Ces thérapies s’affirment comme le fer de lance de la recherche dans le domaine de la lutte contre le cancer, dans une volonté d’avancer vers des traitements de plus en plus spécifiques et d’obtenir, in fine, des thérapies plus efficaces et moins agressives.
Elles vont être choisis en fonction du type de cancer, en ciblant des molécules spécifiques présentes à la surface ou à l’intérieur des cellules cancéreuses.
En ciblant spécifiquement l’une de ces molécules, on peut interrompre le développement tumoral tout en limitant les effets néfastes du traitement.
Elles peuvent être utilisées en combinaison avec les autres traitements.
1. Définition des thérapies ciblées :
Les thérapies ciblées sont des traitements médicamenteux destinés à détruire spécifiquement les cellules cancéreuses.
En cela, elles s’opposent à la chimiothérapie, traitement de référence en cas de cancer du sein, qui s’attaque à toutes les cellules de l’organisme, saines ou cancéreuses, et provoque, de fait, d’importants effets secondaires.
Les thérapies ciblées reposent sur le principe que les cellules cancéreuses disposent de spécificités, d’anomalies et de caractéristiques propres.
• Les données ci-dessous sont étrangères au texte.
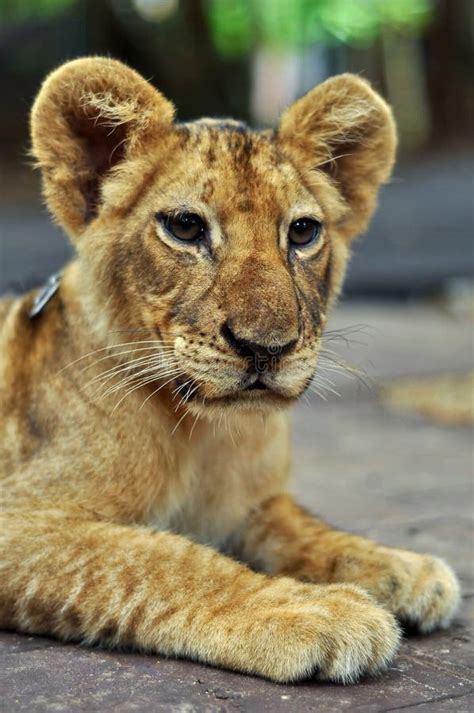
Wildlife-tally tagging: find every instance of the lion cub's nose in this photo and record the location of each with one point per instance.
(247, 348)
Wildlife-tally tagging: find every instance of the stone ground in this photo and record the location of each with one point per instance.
(393, 476)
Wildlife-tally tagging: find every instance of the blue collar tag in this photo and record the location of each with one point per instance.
(43, 297)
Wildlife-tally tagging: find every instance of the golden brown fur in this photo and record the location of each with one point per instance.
(141, 477)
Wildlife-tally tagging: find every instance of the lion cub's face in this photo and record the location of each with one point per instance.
(228, 259)
(224, 244)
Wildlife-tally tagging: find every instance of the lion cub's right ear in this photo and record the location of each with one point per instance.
(89, 116)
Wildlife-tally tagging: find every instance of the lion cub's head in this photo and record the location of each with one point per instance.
(225, 244)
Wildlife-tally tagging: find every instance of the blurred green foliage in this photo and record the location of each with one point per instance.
(239, 25)
(12, 11)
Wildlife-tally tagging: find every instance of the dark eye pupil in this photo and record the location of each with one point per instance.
(186, 226)
(304, 231)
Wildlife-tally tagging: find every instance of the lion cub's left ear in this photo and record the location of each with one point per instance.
(90, 115)
(345, 129)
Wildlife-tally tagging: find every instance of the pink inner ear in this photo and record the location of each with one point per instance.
(104, 147)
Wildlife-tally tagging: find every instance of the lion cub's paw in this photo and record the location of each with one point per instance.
(431, 595)
(338, 635)
(420, 590)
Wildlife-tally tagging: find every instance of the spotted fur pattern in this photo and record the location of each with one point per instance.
(144, 480)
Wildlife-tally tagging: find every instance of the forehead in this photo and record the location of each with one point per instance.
(226, 165)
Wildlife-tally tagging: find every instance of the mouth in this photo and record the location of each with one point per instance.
(256, 386)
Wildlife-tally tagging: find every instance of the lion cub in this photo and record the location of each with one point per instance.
(144, 433)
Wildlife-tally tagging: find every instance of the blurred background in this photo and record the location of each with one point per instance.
(394, 454)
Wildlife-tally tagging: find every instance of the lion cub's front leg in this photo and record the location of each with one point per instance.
(110, 584)
(281, 538)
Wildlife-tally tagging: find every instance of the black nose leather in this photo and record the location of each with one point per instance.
(248, 348)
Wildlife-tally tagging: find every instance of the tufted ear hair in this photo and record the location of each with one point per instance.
(89, 116)
(345, 129)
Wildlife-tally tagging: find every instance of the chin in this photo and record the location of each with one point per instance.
(241, 402)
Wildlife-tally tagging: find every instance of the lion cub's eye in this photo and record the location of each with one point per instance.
(187, 227)
(304, 231)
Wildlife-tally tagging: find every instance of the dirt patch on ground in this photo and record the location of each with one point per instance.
(447, 398)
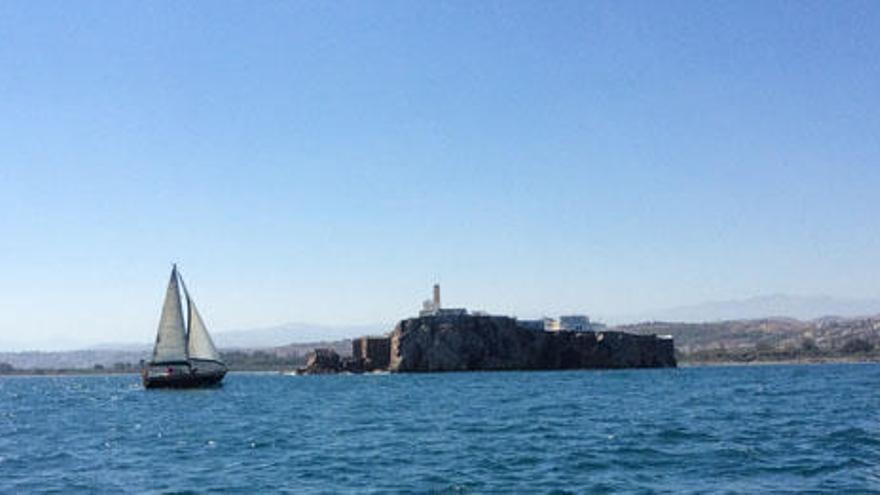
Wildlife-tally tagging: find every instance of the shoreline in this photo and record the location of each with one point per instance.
(281, 371)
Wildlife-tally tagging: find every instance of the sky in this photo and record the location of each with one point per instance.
(328, 161)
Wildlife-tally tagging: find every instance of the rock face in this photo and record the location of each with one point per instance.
(462, 343)
(326, 361)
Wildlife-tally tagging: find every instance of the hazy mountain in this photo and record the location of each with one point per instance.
(293, 333)
(777, 305)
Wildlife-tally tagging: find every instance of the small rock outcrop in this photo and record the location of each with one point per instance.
(325, 361)
(467, 342)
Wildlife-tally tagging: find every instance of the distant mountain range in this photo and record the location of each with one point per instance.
(772, 306)
(293, 333)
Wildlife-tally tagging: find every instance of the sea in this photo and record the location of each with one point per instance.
(724, 429)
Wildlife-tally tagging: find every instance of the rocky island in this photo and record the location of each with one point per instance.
(454, 340)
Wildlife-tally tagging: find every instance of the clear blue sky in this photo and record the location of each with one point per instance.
(328, 161)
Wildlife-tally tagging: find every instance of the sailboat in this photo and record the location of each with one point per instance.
(184, 356)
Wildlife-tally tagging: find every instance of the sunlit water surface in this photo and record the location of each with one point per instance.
(728, 429)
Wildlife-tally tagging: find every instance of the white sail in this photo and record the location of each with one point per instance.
(171, 337)
(199, 344)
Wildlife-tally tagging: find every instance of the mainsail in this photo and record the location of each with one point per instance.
(171, 337)
(199, 344)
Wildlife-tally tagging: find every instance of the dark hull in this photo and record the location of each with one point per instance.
(191, 379)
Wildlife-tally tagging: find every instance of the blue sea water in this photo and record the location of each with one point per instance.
(702, 429)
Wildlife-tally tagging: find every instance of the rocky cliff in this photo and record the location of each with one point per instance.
(461, 343)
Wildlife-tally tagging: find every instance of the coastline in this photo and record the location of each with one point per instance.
(681, 364)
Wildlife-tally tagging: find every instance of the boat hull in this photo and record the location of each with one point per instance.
(182, 376)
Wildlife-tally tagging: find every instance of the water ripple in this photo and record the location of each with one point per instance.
(769, 428)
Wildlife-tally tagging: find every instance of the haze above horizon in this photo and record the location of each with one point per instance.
(328, 162)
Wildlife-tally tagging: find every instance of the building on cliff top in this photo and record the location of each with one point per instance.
(431, 307)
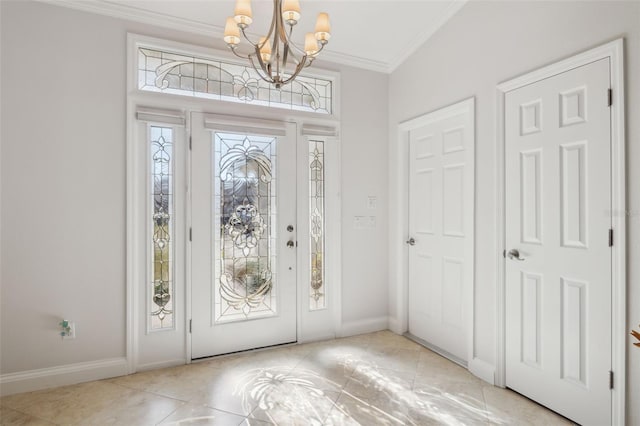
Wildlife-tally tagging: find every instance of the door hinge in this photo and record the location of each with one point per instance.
(610, 379)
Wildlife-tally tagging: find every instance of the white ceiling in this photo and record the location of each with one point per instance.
(372, 34)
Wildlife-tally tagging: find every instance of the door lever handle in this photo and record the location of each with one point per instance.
(514, 254)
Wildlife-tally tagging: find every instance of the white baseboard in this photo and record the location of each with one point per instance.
(482, 370)
(368, 325)
(44, 378)
(316, 337)
(396, 326)
(161, 364)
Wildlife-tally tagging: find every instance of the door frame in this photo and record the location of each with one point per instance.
(399, 252)
(177, 109)
(614, 52)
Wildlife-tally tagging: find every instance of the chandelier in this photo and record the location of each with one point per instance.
(275, 57)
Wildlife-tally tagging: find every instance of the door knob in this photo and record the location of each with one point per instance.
(514, 254)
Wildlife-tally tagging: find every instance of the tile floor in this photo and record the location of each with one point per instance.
(372, 379)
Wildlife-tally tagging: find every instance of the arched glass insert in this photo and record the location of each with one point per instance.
(244, 217)
(188, 75)
(162, 228)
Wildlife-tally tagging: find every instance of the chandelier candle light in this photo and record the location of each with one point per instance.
(275, 51)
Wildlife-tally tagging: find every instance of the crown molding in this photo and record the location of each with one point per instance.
(429, 30)
(123, 11)
(130, 13)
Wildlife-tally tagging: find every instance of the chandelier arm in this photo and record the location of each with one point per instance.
(262, 73)
(235, 52)
(246, 37)
(286, 39)
(263, 65)
(297, 71)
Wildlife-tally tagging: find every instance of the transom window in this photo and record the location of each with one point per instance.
(188, 75)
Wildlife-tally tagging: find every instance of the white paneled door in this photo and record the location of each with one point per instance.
(243, 259)
(441, 231)
(558, 268)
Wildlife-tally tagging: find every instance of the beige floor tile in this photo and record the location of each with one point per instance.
(376, 410)
(389, 358)
(255, 422)
(372, 379)
(11, 417)
(388, 339)
(370, 382)
(194, 414)
(451, 403)
(80, 402)
(505, 407)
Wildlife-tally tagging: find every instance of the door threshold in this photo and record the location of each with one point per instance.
(260, 349)
(433, 348)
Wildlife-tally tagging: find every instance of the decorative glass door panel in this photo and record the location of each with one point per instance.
(244, 225)
(243, 258)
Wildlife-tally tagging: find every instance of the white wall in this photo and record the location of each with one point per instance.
(490, 42)
(63, 184)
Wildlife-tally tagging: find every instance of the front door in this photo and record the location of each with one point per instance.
(558, 216)
(243, 258)
(441, 231)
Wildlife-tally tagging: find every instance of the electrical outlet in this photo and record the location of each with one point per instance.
(68, 330)
(372, 202)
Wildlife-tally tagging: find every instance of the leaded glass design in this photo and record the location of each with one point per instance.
(161, 152)
(316, 224)
(160, 71)
(244, 223)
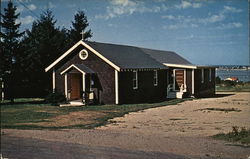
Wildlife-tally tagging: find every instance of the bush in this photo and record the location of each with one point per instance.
(55, 98)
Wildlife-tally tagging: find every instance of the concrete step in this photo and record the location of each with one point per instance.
(171, 95)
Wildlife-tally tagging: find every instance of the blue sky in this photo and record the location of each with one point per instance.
(205, 32)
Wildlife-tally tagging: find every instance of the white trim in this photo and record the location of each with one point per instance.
(66, 85)
(54, 80)
(202, 75)
(180, 65)
(116, 88)
(183, 77)
(70, 68)
(136, 79)
(210, 75)
(83, 82)
(192, 81)
(88, 47)
(83, 57)
(2, 90)
(156, 77)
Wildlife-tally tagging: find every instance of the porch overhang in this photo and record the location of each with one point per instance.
(187, 66)
(80, 67)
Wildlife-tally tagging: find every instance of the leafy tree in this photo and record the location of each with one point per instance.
(42, 45)
(80, 24)
(10, 37)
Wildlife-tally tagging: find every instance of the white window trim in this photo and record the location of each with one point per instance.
(66, 85)
(155, 77)
(136, 79)
(116, 88)
(83, 57)
(193, 81)
(202, 75)
(210, 75)
(54, 80)
(184, 78)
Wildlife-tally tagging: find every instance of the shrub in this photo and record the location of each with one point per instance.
(55, 98)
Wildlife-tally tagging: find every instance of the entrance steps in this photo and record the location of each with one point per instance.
(73, 103)
(173, 95)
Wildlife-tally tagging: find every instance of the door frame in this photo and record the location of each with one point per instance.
(183, 77)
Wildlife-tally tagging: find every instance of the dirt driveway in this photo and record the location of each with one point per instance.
(182, 129)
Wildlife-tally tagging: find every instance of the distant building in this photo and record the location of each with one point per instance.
(119, 74)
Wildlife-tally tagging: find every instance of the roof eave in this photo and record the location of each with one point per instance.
(88, 47)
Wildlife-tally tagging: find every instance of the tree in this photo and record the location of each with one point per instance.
(80, 24)
(42, 45)
(10, 36)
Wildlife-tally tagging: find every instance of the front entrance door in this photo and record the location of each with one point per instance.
(179, 79)
(75, 83)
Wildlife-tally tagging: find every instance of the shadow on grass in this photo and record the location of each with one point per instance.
(23, 102)
(218, 95)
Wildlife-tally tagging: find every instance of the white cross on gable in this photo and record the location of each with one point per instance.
(82, 34)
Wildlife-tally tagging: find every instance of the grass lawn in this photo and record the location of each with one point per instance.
(241, 87)
(34, 114)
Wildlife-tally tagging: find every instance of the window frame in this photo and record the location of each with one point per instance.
(155, 77)
(135, 79)
(202, 75)
(210, 75)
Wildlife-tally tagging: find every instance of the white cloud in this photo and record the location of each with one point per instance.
(128, 7)
(179, 26)
(21, 8)
(25, 20)
(51, 5)
(197, 5)
(230, 25)
(170, 17)
(212, 19)
(187, 4)
(32, 7)
(231, 9)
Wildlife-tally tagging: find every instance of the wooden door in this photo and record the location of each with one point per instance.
(75, 81)
(179, 79)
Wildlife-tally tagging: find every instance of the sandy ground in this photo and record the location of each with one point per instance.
(182, 129)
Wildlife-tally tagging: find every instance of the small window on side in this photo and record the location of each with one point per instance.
(135, 80)
(210, 74)
(202, 75)
(155, 78)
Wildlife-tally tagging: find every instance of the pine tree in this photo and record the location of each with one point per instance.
(80, 24)
(10, 36)
(42, 45)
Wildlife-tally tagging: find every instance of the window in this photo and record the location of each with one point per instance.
(135, 79)
(202, 75)
(155, 78)
(210, 74)
(83, 54)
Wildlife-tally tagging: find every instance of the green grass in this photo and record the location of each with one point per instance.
(236, 135)
(25, 111)
(241, 87)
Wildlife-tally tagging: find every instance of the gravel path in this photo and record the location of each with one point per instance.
(182, 131)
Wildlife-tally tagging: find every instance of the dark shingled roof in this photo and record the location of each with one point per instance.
(167, 57)
(84, 68)
(127, 57)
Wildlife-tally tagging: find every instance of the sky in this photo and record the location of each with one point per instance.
(206, 32)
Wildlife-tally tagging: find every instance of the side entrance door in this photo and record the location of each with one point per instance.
(75, 86)
(179, 78)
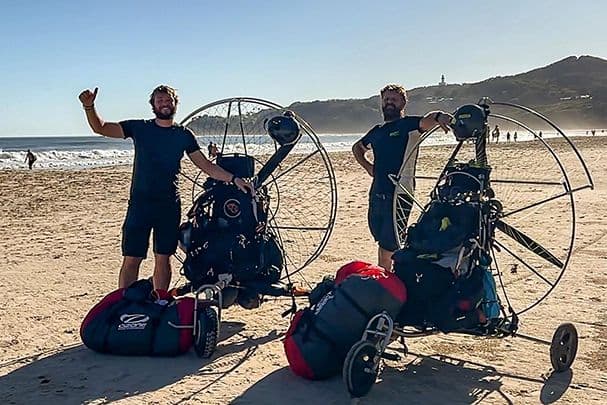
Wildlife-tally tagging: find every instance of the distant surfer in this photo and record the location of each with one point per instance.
(30, 158)
(391, 142)
(154, 201)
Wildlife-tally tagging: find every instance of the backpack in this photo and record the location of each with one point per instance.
(320, 336)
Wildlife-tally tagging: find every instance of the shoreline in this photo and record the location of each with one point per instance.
(579, 141)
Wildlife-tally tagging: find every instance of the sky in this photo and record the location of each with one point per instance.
(276, 50)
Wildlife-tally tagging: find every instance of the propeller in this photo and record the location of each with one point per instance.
(528, 243)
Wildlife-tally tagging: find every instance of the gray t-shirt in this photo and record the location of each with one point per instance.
(158, 153)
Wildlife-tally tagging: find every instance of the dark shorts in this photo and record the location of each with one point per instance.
(380, 221)
(143, 217)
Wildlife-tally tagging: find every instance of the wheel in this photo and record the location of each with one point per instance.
(361, 368)
(563, 347)
(207, 332)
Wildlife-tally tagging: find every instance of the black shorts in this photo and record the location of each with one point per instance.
(143, 217)
(380, 221)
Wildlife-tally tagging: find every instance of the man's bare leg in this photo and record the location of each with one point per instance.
(129, 272)
(385, 258)
(162, 271)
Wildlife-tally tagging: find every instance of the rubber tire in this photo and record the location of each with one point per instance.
(563, 348)
(207, 332)
(360, 357)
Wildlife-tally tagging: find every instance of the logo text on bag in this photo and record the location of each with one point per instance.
(133, 321)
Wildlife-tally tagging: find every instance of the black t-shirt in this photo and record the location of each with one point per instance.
(158, 153)
(389, 142)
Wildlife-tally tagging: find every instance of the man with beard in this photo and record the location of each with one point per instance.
(391, 143)
(154, 197)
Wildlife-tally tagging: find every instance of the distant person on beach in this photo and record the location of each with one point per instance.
(214, 150)
(30, 158)
(391, 143)
(154, 198)
(495, 135)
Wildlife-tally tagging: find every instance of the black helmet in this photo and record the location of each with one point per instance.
(283, 129)
(469, 121)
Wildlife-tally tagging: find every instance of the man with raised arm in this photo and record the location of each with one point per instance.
(154, 202)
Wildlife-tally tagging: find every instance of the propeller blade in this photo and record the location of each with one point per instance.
(272, 164)
(528, 243)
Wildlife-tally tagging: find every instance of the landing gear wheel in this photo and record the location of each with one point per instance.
(207, 332)
(563, 347)
(361, 368)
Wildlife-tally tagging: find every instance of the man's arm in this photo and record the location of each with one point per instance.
(359, 150)
(109, 129)
(219, 173)
(433, 118)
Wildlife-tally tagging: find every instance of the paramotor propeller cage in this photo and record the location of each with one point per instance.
(292, 172)
(519, 203)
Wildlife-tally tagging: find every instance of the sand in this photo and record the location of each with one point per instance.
(60, 253)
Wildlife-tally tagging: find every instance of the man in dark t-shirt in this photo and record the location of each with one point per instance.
(392, 143)
(154, 202)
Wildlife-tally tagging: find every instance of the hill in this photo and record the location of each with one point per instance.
(572, 92)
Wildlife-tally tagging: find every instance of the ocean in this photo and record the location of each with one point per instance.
(76, 152)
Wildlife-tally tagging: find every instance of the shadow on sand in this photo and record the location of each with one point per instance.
(78, 375)
(425, 380)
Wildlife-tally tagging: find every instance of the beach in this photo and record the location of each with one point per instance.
(60, 254)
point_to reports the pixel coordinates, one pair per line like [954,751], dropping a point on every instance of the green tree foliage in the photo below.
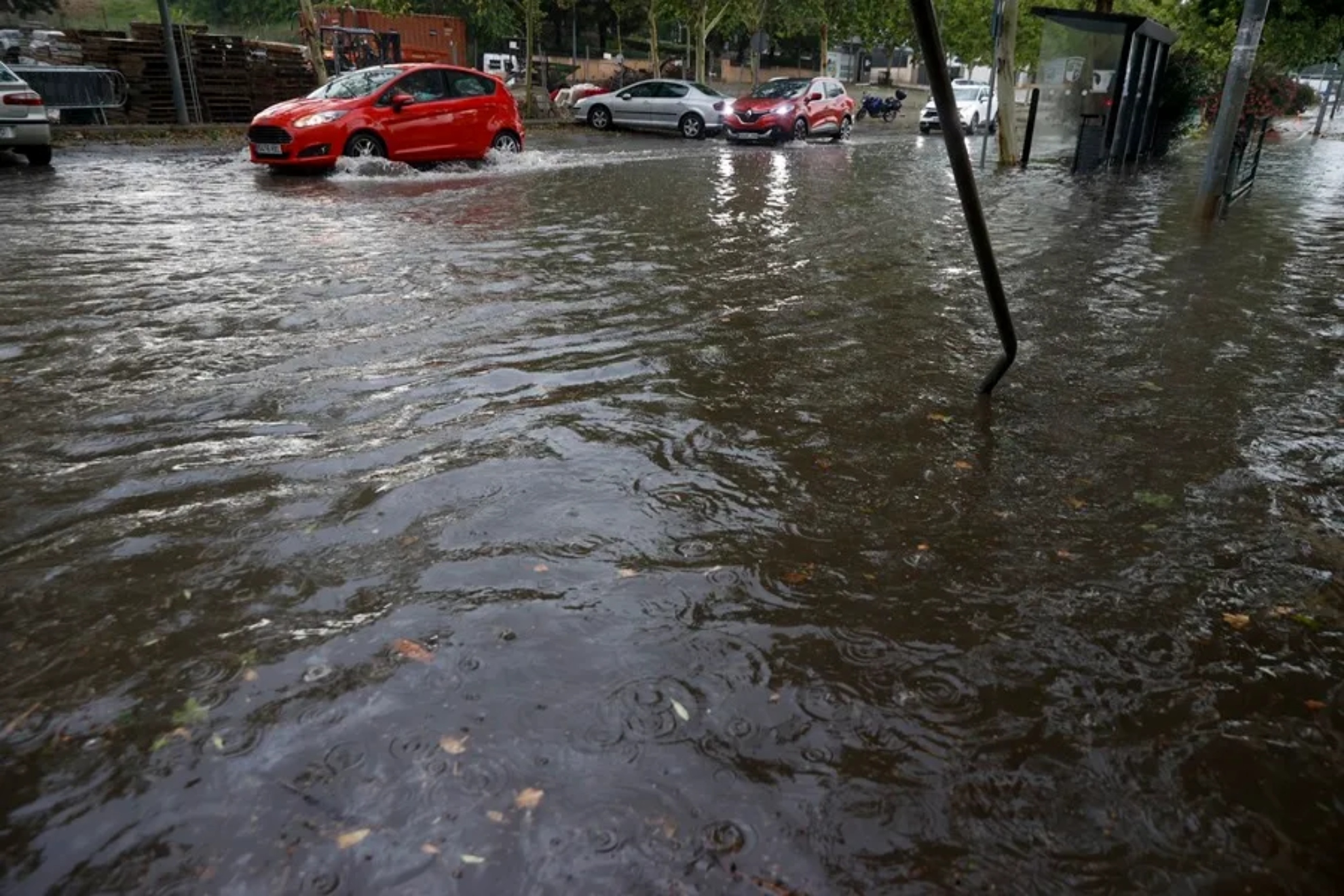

Ainsi, les thérapies ciblées cherchent, comme leur nom l’indique, à cibler ces spécificités afin de limiter leur action aux cellules cancéreuses, sans nuire aux cellules saines.
2. Efficacité des thérapies ciblées :
Les thérapies ciblées ont déjà fait leurs preuves et démontré leur efficacité pour stopper ou ralentir la progression de la maladie sur un grand nombre de cancers, y compris métastatique.
Aujourd’hui, la difficulté de mise en œuvre de ces traitements réside davantage dans leur coût d’exécution, plus élevé que celui des thérapies traditionnelles, du fait de leur aspect personnalisé.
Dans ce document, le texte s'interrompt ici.